Papon " Je désire revenir sur les premiers documents, ils ne portent pas le paraphe de Sabatier. Est-ce que Allype les a transmis à Sabatier ? Il y a un doute, si Sabatier les a ignorés, alors moi aussi je les ai ignorés. "

Le président Castagnède " Quand Sabatier arrive-t-il à Bordeaux ? "

Papon " Début mai, je crois. "

Michel me glisse le 26 mai.

Le président Castagnède " Je lis une autre lettre de mars du délégué aux questions juives, la nouvelle équipe n’est pas au courant ? "

Papon " Pour moi, c’est une stupéfaction. Je vais essayer de recréer l’atmosphère de l’époque... Que fallait-il faire, fuir ? Quitter cet espèce de front intérieur ? Mon devoir n’était pas d’abandonner le pays en danger, il fallait essayer de faire écran. "

Mon père : " c’est encore la thèse du bouclier. "

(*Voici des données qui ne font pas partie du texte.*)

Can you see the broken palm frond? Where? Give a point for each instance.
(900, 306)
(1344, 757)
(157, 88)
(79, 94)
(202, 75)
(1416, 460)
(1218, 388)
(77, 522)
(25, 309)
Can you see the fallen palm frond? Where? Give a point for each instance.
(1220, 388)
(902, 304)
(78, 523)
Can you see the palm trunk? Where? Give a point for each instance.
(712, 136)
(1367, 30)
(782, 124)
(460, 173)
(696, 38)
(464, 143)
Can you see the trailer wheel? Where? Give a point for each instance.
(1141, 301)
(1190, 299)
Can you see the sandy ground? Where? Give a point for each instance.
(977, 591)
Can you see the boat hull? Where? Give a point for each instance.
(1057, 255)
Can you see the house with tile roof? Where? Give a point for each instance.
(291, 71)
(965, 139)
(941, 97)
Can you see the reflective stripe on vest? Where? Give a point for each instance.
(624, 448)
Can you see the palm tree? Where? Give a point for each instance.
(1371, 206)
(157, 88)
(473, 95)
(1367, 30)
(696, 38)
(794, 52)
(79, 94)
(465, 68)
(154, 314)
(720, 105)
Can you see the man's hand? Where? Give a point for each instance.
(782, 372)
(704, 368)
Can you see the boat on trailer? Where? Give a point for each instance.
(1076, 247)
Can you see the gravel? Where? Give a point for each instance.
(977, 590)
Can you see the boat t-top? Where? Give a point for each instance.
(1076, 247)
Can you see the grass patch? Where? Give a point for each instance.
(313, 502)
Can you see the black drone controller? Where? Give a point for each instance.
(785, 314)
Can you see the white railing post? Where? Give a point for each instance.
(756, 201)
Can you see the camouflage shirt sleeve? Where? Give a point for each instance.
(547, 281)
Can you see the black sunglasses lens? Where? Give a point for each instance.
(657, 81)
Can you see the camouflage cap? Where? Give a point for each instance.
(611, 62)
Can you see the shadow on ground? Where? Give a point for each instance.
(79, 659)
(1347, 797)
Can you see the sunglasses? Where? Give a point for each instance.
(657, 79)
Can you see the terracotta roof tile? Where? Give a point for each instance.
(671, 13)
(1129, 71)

Papon " C’est ce dilemme qui m’a saisi, déserter ou se battre ? "

Le président Castagnède " Mais, avant ce débat de conscience, comment avez-vous eu connaissance de cet ordre, dans quelles conditions ? Qui vous en parle le premier ? "

Papon " Sabatier. Il faut essayer d’appliquer un esprit d’analyse, selon les moyens utilisés par les Allemands et y associer les représailles. J’ai deux analyses : une policière et une administrative ... " Visiblement Papon ne veut pas que le président reprenne sa méthode chirurgicale du précédent interrogatoire et saute allègrement de documents à documents... Mais le président Castagnède reste vigilant et le coupe.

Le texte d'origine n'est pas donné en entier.